The first half of 2019 was noted by the ownership redistribution of media outlets, TV companies in particular. Previously the new government would take control of the broadcasting sector, make TV companies serve their interests or sell a TV station to loyal entrepreneurs, but now it was not the case: the mass media ownership was redistributed among former state officials without intervention on the part of the new government. A notable example is the split of “PanArmenian” media holding and the sale of the affiliated media to different companies, founded by people related to former state officials.
These processes, as well as the use of the media founded or sponsored by different political powers as tools of propaganda further polarized the news media industry, splitting it into different camps. Therefore, it has become an urgent issue to ensure transparency of the mass media ownership and sources of finance, which presupposes legislative reforms. Within the monitoring period, the Committee to Protect Freedom of Expression, in cooperation with Yerevan Press Club and Media Initiatives Center, completed drafting the new Law On Television and Radio, which provides new mechanisms of not only ensuring transparency in the broadcasting industry, but also modernizing relations therein and triggering competition. The draft was brought before Parliament and opened up for general discussion.
In April, the CPFE introduced three more drafts to three parliamentary factions proposing amendments to the Law on Procurement, Law on the Local Self-Government in the City of Yerevan and the Law on the Protection of Personal Data. They aim at the abolition of unfounded limitations to freedom of information and activities of journalists in the abovementioned laws. The first two of the drafts were tabled for discussion by “Bright Armenia” faction. In the NA session on June 4, the amendments proposed to the Law on the Local Self-Government in the City of Yerevan was adopted at first reading. The other two are under discussion.
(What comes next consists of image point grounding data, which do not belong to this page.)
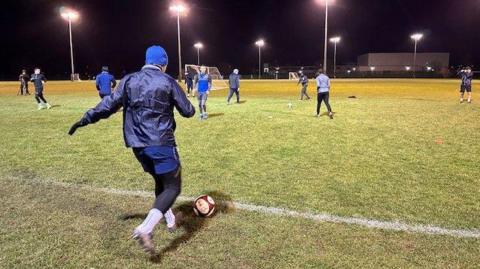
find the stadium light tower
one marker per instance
(198, 46)
(416, 37)
(335, 41)
(326, 3)
(70, 15)
(260, 43)
(179, 9)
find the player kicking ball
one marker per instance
(466, 86)
(323, 92)
(148, 98)
(203, 83)
(39, 81)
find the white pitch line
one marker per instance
(324, 217)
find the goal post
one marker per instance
(218, 83)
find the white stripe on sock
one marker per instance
(153, 218)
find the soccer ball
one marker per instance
(204, 206)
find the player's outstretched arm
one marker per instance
(181, 102)
(108, 106)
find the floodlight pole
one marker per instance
(179, 49)
(259, 62)
(72, 76)
(326, 38)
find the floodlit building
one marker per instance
(380, 62)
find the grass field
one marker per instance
(403, 150)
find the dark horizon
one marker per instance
(116, 33)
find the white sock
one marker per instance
(170, 218)
(153, 218)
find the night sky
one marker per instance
(117, 32)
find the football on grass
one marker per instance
(204, 206)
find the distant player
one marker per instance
(203, 84)
(466, 86)
(39, 81)
(234, 83)
(105, 82)
(24, 78)
(323, 92)
(189, 83)
(304, 81)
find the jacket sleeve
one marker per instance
(195, 81)
(181, 102)
(108, 106)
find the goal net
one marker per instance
(218, 83)
(293, 76)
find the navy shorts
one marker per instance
(466, 88)
(158, 160)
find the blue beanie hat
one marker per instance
(156, 55)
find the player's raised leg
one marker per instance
(153, 142)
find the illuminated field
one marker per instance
(402, 150)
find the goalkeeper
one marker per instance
(148, 98)
(203, 83)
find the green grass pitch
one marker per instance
(402, 150)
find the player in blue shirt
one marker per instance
(203, 83)
(189, 83)
(105, 82)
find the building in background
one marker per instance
(395, 62)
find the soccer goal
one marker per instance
(293, 76)
(218, 83)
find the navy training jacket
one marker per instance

Within the monitoring period, the CPFE continued following criminal cases linked to the events in Baghramyan Avenue (#ElectricYerevan), June 23, 2015, in Khorenatsi Street and in Sari Tagh, July 29-30, 2016, accompanied by large-scale violence and hindrances to professional activity of journalists and cameramen. The first case was suspended by the Special Investigation Service on March 4, 2019, on the grounds that “the persons to be involved as defendants were unknown.” On April 2, the CPFE’s lawyer, who protected the interests of the injured or victim journalists, filed a complaint to the RA Prosecutor’s Office, which repealed the decision of the SIS and assigned them to restart the preliminary investigation. With regard to the case in “Sari Tagh” suspended last year, the CPFE supports the victim journalists to appeal the decision of the SIS in court. After the Court of First Instance of General Jurisdiction of Yerevan rejected the appeal on April 4, a complaint was filed to the Court of Appeals on May 8th. Investigation is still underway.